I'm reading section $2.5$ of Elements of Statistical Learning by Hastie et al (Second edition), and theres an equation I don't quite understand (here we have $N$ training samples, and $X$ are vectors in some dimension, $Y$ scalars).
The authors write on page $24$:
Suppose that we know that the relationship between $Y$ and $X$ is linear, $$ Y = X^T \beta + \epsilon $$
where $\epsilon \sim N(0, \sigma^2)$ and we fit the model by least squares to the training data. For an arbitrary test point $x_0$, we have $\hat{y_0} = x_{0}^T \hat{\beta}$, which can be written as $\hat{y_0} = x_{0}^T \beta + \sum_{i=1}^{N} l_i (x_0) \epsilon_i$ where $\epsilon_i$ is the $i$'th element of $X(X^TX)^{-1} x_0$.
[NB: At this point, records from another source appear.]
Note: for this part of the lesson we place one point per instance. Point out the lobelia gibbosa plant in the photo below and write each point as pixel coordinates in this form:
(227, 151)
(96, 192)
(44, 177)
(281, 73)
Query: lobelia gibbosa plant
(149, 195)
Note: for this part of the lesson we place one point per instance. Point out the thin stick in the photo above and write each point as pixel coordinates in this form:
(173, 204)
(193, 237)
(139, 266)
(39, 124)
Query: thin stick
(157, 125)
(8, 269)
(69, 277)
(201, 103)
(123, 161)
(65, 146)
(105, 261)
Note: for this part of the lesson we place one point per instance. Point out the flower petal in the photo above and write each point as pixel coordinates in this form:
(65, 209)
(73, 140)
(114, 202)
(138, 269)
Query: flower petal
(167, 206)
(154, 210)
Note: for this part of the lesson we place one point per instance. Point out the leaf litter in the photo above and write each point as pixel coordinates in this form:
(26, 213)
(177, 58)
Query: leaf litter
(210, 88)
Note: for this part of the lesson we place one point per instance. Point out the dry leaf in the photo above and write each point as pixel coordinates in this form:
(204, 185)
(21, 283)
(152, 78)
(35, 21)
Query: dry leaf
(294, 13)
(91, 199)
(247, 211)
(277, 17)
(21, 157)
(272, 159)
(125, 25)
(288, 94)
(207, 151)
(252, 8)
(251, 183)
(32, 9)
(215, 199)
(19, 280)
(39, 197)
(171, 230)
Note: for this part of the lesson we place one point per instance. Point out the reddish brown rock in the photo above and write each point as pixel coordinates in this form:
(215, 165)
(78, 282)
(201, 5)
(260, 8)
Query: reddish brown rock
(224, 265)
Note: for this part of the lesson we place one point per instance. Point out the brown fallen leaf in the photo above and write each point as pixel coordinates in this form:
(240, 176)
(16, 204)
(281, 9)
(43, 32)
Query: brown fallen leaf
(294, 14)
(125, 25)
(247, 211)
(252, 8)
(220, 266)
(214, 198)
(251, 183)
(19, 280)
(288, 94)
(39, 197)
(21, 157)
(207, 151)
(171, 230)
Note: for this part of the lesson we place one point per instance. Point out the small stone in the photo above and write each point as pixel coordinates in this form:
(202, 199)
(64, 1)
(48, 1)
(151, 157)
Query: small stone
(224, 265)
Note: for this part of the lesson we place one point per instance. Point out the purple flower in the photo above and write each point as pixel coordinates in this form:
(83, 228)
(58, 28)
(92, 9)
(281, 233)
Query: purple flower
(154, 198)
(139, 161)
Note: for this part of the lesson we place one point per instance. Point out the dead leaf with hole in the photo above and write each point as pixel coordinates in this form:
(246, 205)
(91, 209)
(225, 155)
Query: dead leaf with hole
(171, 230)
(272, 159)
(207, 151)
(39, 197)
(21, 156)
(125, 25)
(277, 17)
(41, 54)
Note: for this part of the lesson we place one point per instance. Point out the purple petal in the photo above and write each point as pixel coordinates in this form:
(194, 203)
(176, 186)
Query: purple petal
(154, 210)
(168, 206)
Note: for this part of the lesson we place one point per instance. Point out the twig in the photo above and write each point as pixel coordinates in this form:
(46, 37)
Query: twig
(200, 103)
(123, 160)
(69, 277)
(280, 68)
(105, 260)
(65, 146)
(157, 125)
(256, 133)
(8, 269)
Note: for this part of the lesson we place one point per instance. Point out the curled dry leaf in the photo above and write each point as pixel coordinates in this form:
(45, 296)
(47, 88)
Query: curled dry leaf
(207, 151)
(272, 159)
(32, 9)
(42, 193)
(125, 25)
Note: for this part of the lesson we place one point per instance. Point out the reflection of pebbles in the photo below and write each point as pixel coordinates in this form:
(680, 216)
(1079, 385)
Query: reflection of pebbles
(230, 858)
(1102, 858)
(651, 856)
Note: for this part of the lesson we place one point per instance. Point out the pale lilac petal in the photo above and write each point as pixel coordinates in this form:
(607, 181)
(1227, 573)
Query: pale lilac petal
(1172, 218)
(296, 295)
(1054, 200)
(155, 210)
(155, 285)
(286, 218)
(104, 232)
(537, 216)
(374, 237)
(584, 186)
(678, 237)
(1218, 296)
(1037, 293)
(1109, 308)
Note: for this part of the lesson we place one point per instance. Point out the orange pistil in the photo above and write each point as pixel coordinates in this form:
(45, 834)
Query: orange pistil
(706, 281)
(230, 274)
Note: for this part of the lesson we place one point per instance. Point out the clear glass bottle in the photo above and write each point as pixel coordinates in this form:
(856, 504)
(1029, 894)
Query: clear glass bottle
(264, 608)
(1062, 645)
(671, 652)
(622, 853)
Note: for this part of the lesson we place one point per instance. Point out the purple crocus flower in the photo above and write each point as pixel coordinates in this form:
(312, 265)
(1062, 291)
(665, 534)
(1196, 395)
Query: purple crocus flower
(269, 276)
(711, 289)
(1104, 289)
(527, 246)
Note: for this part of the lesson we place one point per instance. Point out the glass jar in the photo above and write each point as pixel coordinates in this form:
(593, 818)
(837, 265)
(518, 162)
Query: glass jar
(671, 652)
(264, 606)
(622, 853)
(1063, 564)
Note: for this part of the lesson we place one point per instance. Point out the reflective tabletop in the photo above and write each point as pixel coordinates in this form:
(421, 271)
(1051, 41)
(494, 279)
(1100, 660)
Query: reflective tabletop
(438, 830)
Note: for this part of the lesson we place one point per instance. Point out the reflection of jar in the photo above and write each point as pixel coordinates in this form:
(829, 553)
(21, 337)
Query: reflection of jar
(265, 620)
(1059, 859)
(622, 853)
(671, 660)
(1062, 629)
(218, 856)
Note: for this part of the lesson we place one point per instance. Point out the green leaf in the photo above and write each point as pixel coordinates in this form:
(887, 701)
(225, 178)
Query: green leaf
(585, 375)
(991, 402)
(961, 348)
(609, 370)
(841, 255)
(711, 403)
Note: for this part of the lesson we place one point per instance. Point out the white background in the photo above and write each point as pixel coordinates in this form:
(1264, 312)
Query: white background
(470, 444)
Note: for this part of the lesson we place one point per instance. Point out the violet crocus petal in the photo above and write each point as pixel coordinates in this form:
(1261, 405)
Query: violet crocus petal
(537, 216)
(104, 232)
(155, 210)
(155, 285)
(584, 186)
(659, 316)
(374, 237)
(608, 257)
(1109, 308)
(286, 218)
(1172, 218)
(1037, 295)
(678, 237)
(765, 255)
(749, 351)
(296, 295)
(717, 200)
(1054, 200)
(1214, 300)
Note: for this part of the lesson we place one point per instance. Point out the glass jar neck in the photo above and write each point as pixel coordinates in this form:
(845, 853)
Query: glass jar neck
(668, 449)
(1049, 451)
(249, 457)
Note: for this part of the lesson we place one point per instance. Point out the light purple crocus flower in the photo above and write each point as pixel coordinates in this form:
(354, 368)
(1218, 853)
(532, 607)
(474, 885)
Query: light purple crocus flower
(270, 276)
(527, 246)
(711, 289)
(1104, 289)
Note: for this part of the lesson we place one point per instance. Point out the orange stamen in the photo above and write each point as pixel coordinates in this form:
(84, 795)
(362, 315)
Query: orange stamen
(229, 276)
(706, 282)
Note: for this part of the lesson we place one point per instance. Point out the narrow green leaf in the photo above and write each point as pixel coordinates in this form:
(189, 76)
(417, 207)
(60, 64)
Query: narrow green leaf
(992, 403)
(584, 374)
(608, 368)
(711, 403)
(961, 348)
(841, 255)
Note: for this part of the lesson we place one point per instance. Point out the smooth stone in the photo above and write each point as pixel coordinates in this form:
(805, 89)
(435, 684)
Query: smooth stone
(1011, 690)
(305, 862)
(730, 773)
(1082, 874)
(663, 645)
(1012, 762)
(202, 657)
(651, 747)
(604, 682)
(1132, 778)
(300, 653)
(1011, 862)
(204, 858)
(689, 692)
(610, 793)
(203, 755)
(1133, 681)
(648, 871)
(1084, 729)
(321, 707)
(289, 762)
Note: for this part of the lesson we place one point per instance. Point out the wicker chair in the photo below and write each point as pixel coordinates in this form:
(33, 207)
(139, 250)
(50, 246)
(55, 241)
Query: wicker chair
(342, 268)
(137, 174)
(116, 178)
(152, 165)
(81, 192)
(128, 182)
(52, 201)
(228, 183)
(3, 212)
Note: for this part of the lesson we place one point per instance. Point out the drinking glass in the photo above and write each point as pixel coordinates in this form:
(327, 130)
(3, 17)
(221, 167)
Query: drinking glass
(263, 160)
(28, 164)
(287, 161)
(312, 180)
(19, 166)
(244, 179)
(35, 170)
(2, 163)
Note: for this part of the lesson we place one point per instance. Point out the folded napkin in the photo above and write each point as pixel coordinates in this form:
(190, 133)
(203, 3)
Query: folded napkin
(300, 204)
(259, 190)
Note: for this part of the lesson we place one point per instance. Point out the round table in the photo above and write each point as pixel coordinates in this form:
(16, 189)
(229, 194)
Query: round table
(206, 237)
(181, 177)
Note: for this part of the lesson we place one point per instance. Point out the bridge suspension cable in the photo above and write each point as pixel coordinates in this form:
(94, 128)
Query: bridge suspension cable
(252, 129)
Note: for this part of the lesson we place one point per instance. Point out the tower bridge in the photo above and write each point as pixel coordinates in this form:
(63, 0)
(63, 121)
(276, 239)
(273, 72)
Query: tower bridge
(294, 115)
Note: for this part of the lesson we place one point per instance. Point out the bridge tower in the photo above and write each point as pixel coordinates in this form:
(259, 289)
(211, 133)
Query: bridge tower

From what I understand, the linear least square solution for a noisy scenario like this would be
$ \hat{\beta} = (X^TX)^{-1}X^TY = (X^TX)^{-1}X^T(X \beta + \epsilon')$ where $\epsilon'$ is a vector of noise values for each training sample.
I'm not seeing how this leads to the equation described in the last line of the quote. Any insights appreciated.